Recommendation: My personal preference would be to

1. Use an extended description of the [zero-inflation] tag to say that it is chiefly about count data but also continuous data. And provide references to related tags such as [tobit-regression].
2. Additionally create a tag [count-regression] in addition to the existing [count-data] tag. Or alternatively extend the description of the latter tag to include count regression models.
3. Either omit the [hurdle-model] tag or improve it to explicitly include the term "two-part model" which is more popular for certain kinds of hurdle models.
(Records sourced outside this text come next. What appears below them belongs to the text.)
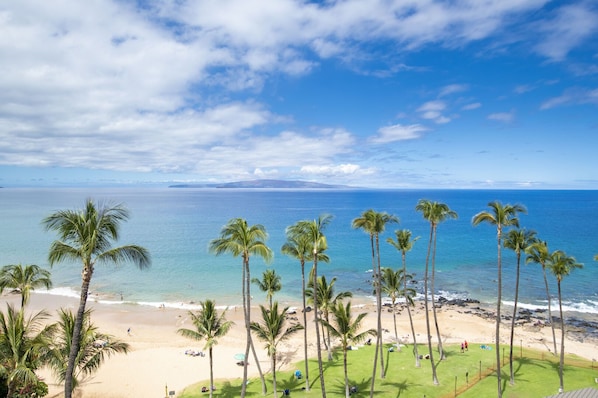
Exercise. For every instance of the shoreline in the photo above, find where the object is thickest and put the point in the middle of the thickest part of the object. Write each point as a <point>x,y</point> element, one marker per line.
<point>157,359</point>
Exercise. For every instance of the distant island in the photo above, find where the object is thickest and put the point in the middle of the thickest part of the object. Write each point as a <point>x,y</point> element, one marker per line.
<point>264,184</point>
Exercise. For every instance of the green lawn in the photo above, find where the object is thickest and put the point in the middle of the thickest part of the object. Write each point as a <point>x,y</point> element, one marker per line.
<point>469,373</point>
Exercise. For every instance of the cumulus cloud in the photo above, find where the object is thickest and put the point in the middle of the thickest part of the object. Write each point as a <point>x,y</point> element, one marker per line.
<point>503,117</point>
<point>398,132</point>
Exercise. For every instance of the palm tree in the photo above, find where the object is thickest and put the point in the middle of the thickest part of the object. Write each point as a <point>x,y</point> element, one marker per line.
<point>501,216</point>
<point>374,223</point>
<point>240,239</point>
<point>404,243</point>
<point>94,347</point>
<point>300,246</point>
<point>23,344</point>
<point>24,279</point>
<point>435,213</point>
<point>539,254</point>
<point>314,232</point>
<point>209,326</point>
<point>87,235</point>
<point>327,299</point>
<point>345,328</point>
<point>272,331</point>
<point>270,283</point>
<point>561,265</point>
<point>517,240</point>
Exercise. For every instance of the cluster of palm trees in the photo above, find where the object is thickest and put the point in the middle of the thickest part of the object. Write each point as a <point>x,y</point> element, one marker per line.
<point>30,342</point>
<point>71,347</point>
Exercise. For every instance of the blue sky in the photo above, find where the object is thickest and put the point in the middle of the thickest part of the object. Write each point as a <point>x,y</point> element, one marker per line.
<point>376,93</point>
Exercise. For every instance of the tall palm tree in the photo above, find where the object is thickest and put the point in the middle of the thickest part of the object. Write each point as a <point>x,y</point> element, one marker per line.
<point>314,232</point>
<point>87,235</point>
<point>23,344</point>
<point>517,240</point>
<point>404,243</point>
<point>300,246</point>
<point>24,279</point>
<point>374,223</point>
<point>272,330</point>
<point>561,265</point>
<point>501,216</point>
<point>434,213</point>
<point>327,299</point>
<point>539,254</point>
<point>240,239</point>
<point>345,328</point>
<point>270,284</point>
<point>209,326</point>
<point>94,347</point>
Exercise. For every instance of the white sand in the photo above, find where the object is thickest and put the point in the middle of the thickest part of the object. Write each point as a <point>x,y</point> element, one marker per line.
<point>157,362</point>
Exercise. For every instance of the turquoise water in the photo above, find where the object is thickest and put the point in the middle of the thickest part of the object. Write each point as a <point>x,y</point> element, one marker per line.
<point>176,226</point>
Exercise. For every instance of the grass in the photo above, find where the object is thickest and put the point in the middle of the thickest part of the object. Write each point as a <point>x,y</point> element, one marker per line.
<point>469,374</point>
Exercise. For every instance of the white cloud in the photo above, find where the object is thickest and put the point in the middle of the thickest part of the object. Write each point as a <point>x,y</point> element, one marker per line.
<point>503,117</point>
<point>472,106</point>
<point>398,132</point>
<point>572,25</point>
<point>452,88</point>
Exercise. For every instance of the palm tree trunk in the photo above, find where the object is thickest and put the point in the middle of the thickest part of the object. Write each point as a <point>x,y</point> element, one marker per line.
<point>76,338</point>
<point>514,318</point>
<point>394,321</point>
<point>304,326</point>
<point>378,331</point>
<point>430,352</point>
<point>417,364</point>
<point>317,321</point>
<point>274,375</point>
<point>210,352</point>
<point>562,361</point>
<point>549,309</point>
<point>379,306</point>
<point>499,299</point>
<point>347,393</point>
<point>247,330</point>
<point>440,350</point>
<point>249,338</point>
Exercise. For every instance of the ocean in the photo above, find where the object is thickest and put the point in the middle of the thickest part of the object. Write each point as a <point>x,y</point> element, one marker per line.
<point>177,224</point>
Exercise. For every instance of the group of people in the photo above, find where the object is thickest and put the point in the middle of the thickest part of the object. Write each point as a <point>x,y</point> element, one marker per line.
<point>464,346</point>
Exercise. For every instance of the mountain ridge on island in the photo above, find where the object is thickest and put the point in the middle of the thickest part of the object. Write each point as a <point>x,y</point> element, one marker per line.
<point>266,183</point>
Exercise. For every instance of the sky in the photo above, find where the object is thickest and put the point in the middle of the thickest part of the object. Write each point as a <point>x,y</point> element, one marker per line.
<point>414,94</point>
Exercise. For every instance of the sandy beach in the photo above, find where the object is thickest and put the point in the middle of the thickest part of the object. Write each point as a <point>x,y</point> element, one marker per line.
<point>157,362</point>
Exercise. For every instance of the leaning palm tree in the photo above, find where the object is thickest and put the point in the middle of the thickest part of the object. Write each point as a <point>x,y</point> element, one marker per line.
<point>517,240</point>
<point>87,235</point>
<point>314,232</point>
<point>561,265</point>
<point>501,216</point>
<point>94,347</point>
<point>272,330</point>
<point>374,223</point>
<point>209,326</point>
<point>24,279</point>
<point>434,213</point>
<point>300,246</point>
<point>23,344</point>
<point>327,299</point>
<point>270,284</point>
<point>346,329</point>
<point>538,253</point>
<point>240,239</point>
<point>404,243</point>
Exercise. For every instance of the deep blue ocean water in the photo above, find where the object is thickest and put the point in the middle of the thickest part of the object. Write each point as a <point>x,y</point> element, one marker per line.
<point>176,225</point>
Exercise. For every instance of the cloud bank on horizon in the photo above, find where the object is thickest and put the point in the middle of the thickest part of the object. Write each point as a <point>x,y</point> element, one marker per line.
<point>397,94</point>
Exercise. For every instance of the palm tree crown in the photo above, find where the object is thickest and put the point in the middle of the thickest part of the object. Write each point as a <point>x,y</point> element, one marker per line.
<point>87,236</point>
<point>24,279</point>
But not all of these preferences are very strong. I could live very well with some of the other solutions posted previously!

Answer 2

I usually agree with @gung on tag issues, but this time I am not convinced by his answer. I want to make two points.

I don't see how we can meaningfully separate tags for zero-inflated count models, hurdle count models, and zero-inflated-aka-hurdle continuous models. Because: (A) Zero-inflated and hurdle count models are clearly distinct but very similar and very related. I think they should be grouped together in one tag. (B) For continuous models, there is no difference between zero-inflated and hurdle. I googled a bit, and I see that people talk about "zero-inflated gamma" and "hurdle gamma" models (and the same for lognormal). That's the same thing.

Hence, my point #1: we need one tag for [zero-inflated-and-hurdle-count-and-continous-models]. Let's say we call it zero-inflated-and-hurdle-models.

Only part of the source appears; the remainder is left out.